Dziennik zarazem odnotowuje, że "wcześniej obiecał on jednak, że zadzwoniłby do (Władimira) Putina, jeśli jego telefon mógłby powstrzymać wojnę na Ukrainie".
Z kolei rządowa "Rossijskaja Gazieta" wybija, że "kampania wyborcza ujawniła liczne problemy i konflikt pokoleń w Polsce". Zauważa też, że "obaj kandydaci sypali obietnicami niczym z rogu obfitości".
"Łatwowierni Polacy pospieszyli na wybory"
"Na szczęście dla kandydatów nie wszyscy wyborcy wiedzą, że możliwości prezydenta Polski mocno krępuje konstytucja. Dlatego, usłyszawszy o otwierających się perspektywach, w niedzielę łatwowierni Polacy pospieszyli na wybory" - pisze moskiewski dziennik. "A ci, którzy wiedzą, jakie uprawnienia ma głowa państwa, szli niechętnie i głosowali 'przeciw'. Jedni - przeciw Komorowskiemu, a więc za Dudą. Inni - na odwrót" - dodaje "Rossijskaja Gazieta".
Z kolei radio Echo Moskwy przekazuje, że "wynik wyborów wielu uważa nie tyle za zwycięstwo opozycji, ile za porażkę obecnych władz, których działaniem i polityką rozczarowała się większość obywateli Polski". Ta niezależna stacja podaje, że "Andrzej Duda obiecał już, iż jego prezydentura będzie otwarta dla dialogu".
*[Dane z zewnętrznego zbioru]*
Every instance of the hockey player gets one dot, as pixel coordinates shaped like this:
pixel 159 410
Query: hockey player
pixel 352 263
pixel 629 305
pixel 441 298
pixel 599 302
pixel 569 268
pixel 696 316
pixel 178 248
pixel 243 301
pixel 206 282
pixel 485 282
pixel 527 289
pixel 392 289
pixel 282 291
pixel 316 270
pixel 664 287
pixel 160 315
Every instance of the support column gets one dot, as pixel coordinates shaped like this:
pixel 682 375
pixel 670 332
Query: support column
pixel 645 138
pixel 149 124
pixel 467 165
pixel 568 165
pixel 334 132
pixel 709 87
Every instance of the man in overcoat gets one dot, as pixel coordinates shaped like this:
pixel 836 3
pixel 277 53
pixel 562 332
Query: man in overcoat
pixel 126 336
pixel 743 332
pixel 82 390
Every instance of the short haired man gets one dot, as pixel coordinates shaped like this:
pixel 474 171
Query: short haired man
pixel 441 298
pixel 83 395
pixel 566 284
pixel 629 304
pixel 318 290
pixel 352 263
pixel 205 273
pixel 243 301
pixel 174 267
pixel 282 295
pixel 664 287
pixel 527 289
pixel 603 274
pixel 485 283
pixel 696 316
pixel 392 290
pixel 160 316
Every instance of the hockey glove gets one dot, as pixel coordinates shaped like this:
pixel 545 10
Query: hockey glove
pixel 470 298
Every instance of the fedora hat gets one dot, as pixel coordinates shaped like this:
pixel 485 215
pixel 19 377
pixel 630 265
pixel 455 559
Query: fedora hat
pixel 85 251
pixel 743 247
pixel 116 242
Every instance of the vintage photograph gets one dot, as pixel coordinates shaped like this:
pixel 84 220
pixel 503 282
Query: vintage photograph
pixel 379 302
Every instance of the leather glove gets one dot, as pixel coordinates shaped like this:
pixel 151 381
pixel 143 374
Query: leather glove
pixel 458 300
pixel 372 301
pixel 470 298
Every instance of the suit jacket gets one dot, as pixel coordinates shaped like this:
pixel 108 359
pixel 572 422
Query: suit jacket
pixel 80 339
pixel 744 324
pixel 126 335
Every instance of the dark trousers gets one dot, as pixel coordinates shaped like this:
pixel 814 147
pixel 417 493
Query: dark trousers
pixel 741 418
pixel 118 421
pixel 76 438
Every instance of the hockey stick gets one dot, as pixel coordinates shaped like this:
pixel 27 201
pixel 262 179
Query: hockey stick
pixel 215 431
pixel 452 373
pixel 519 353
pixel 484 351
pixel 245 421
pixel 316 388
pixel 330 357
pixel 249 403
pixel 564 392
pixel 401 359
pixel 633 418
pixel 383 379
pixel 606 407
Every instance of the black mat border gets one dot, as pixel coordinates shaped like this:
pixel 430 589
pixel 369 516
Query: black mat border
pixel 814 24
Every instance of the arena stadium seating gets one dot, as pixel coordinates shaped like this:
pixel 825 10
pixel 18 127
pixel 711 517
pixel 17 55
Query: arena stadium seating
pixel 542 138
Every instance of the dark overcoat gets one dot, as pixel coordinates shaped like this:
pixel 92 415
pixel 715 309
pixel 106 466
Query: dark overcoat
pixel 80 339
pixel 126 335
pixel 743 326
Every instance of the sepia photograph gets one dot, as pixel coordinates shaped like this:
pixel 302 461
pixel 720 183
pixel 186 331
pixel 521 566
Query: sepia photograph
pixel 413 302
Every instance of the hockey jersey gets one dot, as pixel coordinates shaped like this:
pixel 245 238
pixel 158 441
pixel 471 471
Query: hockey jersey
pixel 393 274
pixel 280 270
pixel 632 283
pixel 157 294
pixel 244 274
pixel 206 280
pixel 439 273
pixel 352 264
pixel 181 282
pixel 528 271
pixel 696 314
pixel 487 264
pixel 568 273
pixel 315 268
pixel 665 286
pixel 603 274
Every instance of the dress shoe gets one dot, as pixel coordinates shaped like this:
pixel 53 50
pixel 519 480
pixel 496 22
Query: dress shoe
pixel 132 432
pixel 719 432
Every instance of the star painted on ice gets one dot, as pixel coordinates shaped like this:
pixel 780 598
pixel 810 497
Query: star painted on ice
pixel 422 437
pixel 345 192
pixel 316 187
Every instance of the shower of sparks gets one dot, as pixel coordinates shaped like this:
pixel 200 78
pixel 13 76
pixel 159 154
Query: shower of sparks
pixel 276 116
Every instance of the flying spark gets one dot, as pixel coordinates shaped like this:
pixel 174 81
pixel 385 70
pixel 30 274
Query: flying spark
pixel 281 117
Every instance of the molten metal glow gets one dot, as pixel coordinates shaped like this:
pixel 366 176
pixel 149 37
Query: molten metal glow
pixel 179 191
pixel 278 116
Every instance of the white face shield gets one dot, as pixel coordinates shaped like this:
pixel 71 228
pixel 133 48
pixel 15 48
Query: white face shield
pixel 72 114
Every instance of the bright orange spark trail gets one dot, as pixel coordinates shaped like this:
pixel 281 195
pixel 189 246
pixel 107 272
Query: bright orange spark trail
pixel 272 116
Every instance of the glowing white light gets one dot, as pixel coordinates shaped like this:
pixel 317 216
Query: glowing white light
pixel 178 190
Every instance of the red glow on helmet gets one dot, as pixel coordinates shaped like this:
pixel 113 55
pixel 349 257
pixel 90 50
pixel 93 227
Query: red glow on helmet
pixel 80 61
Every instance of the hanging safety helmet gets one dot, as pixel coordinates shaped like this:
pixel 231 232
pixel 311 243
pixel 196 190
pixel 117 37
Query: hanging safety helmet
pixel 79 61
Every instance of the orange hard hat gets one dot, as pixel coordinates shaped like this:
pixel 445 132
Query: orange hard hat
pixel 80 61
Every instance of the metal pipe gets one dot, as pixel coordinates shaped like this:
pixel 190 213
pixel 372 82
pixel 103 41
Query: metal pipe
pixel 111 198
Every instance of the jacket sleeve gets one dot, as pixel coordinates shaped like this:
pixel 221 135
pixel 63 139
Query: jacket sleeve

Echo Moskwy odnotowuje, że "premier Ewa Kopacz, koleżanka partyjna Komorowskiego z Platformy Obywatelskiej, obiecała, że będzie owocnie współpracować z nowym prezydentem". "Wszelako jej rząd będzie pracować niedługo. Już jesienią w Polsce odbędą się wybory parlamentarne. Sukces Dudy, jak twierdzą eksperci, wzmocni wpływy PiS i zwiększy szanse tej partii na uzyskanie przewagi w Sejmie i Senacie".
Według sondażu late poll dla TVP1, TVP Info, TVN24 i Polsat News, Andrzej Duda wygrał wybory prezydenckie z wynikiem 52 procent. Bronisław Komorowski uzyskał 48 procent głosów. Według tych sondażowych wyników, frekwencja wyborcza wyniosła 55,5 procent.